I've been working away today. Writing, editing, fixing dinner, talking with Russ before he went back off to more work for a few hours, and then back to writing. Did dishes somewhere in there. Fed cats. Read board stuff, looked at blogs and journals, and now I'm nearly back to the top of the cycle again... writing. (grin)
I don't have a very structured life. The closest it comes to structure is feeding the cats every day, usually between 4 and 5pm. They get crazed if they think I've forgotten them.
And I suspect that's why 'time' goals don't work for me, while word count ones do very well. I have the time to work, but with no outside influences -- work, kids, etc. -- my time becomes very fluid. I stay up till dawn and get back up until well after noon. I stop to spend a few hours with Russ doing things, and then come back to work.
I could endlessly wander through writing and never actually accomplish anything. It would be very easy for me. But I have learned, down through the decades, that I work well with having a specific -- and very low -- goal for working. It's only by chance that I made it an every day goal. It would work just as well being a four-day a week goal, or just a straight end-of-the-month goal.
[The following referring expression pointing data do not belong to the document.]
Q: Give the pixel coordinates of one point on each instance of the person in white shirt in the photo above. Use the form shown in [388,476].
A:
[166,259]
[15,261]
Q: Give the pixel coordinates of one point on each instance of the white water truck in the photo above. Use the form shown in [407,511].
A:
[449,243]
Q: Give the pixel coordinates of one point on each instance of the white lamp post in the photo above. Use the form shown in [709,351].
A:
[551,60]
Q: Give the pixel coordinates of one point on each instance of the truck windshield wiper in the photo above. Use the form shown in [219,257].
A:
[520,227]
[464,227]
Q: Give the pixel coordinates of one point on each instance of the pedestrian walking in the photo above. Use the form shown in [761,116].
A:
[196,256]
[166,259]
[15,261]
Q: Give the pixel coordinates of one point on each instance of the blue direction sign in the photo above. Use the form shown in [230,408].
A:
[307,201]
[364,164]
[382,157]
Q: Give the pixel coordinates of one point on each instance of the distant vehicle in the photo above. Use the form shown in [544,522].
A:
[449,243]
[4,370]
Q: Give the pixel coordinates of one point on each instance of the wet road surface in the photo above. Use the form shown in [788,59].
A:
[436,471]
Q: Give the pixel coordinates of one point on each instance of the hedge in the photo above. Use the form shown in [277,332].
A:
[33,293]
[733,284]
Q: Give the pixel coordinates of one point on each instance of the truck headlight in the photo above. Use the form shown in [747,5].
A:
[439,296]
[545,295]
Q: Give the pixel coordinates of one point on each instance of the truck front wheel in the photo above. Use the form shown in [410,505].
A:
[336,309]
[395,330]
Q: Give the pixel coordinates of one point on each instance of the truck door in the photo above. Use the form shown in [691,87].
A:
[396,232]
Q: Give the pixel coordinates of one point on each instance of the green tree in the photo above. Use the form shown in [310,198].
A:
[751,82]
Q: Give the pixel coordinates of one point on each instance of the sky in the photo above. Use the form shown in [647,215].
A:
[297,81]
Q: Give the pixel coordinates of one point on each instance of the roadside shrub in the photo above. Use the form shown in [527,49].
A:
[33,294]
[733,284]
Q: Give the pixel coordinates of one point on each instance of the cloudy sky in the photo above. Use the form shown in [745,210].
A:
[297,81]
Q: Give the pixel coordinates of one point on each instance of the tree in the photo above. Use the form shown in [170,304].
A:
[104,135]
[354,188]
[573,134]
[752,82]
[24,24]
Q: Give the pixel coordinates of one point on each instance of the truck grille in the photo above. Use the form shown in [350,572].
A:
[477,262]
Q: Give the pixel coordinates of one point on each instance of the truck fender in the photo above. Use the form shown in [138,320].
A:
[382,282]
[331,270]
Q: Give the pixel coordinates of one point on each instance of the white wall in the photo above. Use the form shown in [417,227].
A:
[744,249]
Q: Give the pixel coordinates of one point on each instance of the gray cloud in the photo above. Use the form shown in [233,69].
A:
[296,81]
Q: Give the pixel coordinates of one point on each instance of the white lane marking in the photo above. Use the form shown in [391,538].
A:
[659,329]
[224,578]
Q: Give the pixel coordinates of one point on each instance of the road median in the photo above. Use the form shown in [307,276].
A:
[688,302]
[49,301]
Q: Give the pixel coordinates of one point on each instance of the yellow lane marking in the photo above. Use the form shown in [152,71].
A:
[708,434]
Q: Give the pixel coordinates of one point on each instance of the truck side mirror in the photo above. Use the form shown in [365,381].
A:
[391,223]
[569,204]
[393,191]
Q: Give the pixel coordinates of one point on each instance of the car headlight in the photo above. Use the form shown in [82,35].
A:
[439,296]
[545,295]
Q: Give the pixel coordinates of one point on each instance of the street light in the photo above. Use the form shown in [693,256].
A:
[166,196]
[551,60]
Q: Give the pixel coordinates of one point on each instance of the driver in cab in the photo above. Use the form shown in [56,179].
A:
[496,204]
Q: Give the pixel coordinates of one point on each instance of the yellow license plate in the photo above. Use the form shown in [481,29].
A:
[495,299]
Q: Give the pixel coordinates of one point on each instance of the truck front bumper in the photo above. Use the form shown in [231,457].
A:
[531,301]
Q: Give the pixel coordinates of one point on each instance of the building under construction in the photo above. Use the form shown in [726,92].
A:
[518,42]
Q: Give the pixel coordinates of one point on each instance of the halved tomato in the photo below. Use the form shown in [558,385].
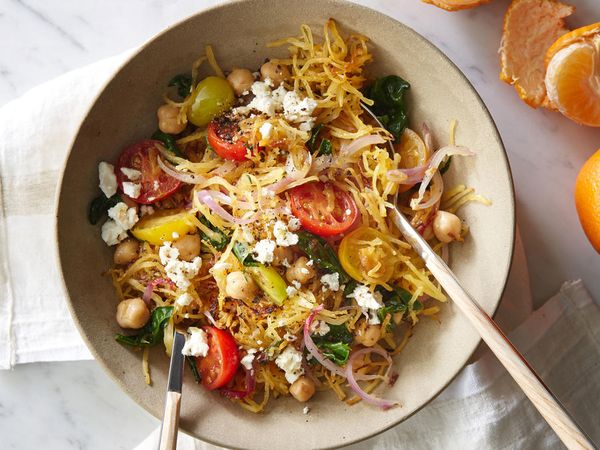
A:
[323,208]
[224,138]
[221,362]
[154,183]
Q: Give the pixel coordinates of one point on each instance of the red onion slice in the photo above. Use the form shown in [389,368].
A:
[294,175]
[348,151]
[250,385]
[207,199]
[368,398]
[147,297]
[314,350]
[185,177]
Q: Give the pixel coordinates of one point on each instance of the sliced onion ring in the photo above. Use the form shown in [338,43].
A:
[348,151]
[368,398]
[206,198]
[186,177]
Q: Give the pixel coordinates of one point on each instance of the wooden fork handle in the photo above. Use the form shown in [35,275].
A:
[170,426]
[516,365]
But as it happens... I love writing. I don't need to take time off from it, because this is what I do for enjoyment. Yes, sometimes it's more fun than others. Last year I had just about the most fun I ever had, with eight books contracted to one place, two others at other places. The fact that I had so much fun shows in my year end word count. When I'm enjoying myself, the word count goes up.
So far this year has been average for work. I did a bit over 50,000 words in January, and I had slowed down in the first part of February, partly because of Vision work. However, last night I finally hit on the story that took off, and had a good day. I suspect it's going to keep going that way for a week or so.
My daily routine is a fluid blend of writing and editing. If I get stuck on one, I go to the other -- or another story.
Is this going to make me a great writer? No. The number of words a person writes has never been an indication of whether she is a good or bad at writing. How much I edit (which, by the way, I also love) won't make me a great writer either. It's the stories a writer tells that makes a good writer. Whether they are told quickly when writing them down and are edited once or a dozen times isn't going to make a bad story good. Neither will writing it slowly make it any better.
Goals are personal expressions of what a person wants to achieve. That goal may be as nebulous as get a story in the mail by the end of the month or a definite goal in word count. It's how that person works, and can never be used as a judgment of the material they write.